What are the capabilities of threat TBM systems in terms of--

• Performance (flight time, speed, trajectory, launch restrictions)?
• Maximum and minimum ranges?
• Circular error of probability?
• Crew proficiency?
• Reload and refire time? Number of TBMs available per transporter erector launcher?
• Warhead type and size?
• Guidance modes?
• Location of presurveyed launch sites?

Cruise Missiles

What are the capabilities of threat cruise missiles in terms of--

• Performance (flight time, speed, altitude, and launch restrictions)?
• Maximum and minimum ranges?
• Circular error of probability?
• Targeting capabilities and type?
• Contour flying capability?
• Vulnerability to countermeasures?
• Guidance modes?
• Warhead type and size?

CONDUCT TARGET VALUE EVALUATION

This should determine what targets are to be labeled as high-value targets. High-value targets are assets the enemy or friendly commander has deemed as important for the successful accomplishment of his mission. High-value targets are determined by operational necessity and weapon system capability.

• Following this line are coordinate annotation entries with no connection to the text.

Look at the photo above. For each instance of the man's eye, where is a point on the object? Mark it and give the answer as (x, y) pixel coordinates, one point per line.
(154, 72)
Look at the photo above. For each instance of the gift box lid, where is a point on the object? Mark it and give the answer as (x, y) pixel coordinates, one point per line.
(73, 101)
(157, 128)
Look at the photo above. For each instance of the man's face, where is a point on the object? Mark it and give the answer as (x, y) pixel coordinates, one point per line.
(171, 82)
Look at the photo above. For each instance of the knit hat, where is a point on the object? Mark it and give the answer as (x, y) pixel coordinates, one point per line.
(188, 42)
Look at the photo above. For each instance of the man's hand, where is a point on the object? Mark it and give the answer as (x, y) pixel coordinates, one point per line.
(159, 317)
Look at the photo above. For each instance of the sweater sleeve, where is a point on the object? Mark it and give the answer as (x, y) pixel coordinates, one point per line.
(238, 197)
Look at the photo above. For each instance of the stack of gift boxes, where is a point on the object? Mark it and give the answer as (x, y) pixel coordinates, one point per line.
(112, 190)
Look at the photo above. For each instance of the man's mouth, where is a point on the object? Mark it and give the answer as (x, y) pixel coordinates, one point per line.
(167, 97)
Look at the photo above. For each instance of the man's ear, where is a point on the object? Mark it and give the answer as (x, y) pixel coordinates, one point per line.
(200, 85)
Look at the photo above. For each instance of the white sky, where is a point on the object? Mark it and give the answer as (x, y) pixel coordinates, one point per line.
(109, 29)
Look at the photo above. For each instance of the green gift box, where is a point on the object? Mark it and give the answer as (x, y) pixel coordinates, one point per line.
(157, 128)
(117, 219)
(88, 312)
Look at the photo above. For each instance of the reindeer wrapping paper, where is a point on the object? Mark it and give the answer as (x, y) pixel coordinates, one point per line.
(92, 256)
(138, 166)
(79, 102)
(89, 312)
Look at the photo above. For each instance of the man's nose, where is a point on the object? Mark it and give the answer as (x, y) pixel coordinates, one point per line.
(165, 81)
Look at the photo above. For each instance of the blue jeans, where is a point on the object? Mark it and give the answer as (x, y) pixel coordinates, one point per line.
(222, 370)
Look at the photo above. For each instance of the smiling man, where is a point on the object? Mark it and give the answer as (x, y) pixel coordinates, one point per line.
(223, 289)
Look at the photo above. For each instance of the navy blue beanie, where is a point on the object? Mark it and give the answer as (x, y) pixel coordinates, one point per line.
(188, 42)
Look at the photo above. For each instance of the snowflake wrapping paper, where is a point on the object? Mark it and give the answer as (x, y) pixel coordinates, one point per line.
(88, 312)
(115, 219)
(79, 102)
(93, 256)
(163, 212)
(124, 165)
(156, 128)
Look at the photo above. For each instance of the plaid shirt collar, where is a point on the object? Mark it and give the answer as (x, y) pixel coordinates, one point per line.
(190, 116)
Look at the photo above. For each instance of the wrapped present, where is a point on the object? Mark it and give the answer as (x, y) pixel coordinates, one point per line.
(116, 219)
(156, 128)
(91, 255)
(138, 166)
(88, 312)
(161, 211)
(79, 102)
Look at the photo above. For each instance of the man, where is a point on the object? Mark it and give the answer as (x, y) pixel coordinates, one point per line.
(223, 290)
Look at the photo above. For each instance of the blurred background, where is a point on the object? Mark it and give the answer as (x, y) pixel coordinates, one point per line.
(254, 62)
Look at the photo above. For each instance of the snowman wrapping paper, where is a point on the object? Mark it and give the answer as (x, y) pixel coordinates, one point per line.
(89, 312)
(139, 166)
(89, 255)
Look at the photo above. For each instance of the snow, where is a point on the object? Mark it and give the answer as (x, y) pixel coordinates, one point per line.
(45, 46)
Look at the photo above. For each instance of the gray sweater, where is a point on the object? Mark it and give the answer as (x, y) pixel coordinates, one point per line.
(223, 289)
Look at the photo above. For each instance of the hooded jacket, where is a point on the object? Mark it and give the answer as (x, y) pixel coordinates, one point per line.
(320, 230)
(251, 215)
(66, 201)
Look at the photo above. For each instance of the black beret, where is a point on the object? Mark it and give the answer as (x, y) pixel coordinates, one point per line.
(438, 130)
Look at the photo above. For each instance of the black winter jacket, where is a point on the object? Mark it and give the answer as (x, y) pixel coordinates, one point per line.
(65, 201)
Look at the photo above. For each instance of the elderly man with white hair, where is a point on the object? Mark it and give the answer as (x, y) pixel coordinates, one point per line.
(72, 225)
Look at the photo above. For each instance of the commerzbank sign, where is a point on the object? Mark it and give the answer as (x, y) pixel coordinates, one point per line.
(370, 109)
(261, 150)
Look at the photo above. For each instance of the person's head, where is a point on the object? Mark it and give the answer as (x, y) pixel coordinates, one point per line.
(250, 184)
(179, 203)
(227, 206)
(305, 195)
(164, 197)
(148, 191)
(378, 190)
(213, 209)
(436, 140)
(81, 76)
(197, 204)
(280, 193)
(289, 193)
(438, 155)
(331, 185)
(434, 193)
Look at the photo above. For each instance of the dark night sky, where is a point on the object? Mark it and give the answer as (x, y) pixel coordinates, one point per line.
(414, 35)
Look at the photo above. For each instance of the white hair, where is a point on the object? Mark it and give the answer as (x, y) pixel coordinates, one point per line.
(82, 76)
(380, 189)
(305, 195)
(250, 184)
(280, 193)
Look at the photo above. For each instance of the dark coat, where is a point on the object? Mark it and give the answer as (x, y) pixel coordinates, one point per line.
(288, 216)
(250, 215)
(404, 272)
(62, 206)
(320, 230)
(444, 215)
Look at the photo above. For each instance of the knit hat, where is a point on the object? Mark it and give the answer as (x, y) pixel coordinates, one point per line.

DETERMINE THREAT COURSES OF ACTION

Determining air threat courses of action, as with ground, relates the enemy's offensive air, air defense, and airborne and air assault doctrines with the effects of weather and terrain to determine how the enemy will employ assets. This is accomplished through the development of the situation, event, and decision sup-port templates. The process of developing these templates is covered in FM 34-130.

SITUATION TEMPLATE

The situation template integrates air attack and surveillance profiles with terrain. It focuses on specific air avenues of approach and mobility corridors to determine which avenues are the most capable of supporting specific attack techniques, and profiles. It also determines the most direct routes to landing and drop zones to protect and ensure the survivability of air threat systems.

EVENT TEMPLATE

The event template depicts named areas of interest (NAIs) where the commander expects to see certain activities of tactical significance and is used to confirm or deny an enemy course of action. These NAIs are based on the terrain constraints on air approach routes to potential targets and analysis of the enemy's attack and RISTA profiles. Examples of NAIs include landing and drop zones forward arming and refueling points; forward staging areas; aerial choke points; and TBM, cruise missile, and UAV launch points.

DECISION SUPPORT TEMPLATE

The decision support template is based on the event template and should depict--

• Air avenues of approach.
• Airborne and air assault objectives.
• Landing and drop zones and largest size enemy element which could be employed at the zone.
• Ranges of enemy systems.
• Ranges of friendly air defense systems.
• Target areas of interest (TAIs).
• Decision points (DPs).

Air TMs and DPs are determined in the same manner as for ground operations. However, due to the high speeds of air systems, decision points must be placed significantly farther in advance of the TAIs.

In conclusion, IPB in support of air defense operations is a quantified, step-by-step process that examines enemy air and ground activity and identifies gaps in available intelligence holdings. This process will allow the commander and staff to direct collection assets and request collection from other sources to enable them to visualize the battlefield and identify and understand the enemy's intentions. Preparation and continuous updates of aerial portions of IPB are fundamental to the execution of the air defense and land force missions on the modem battlefield.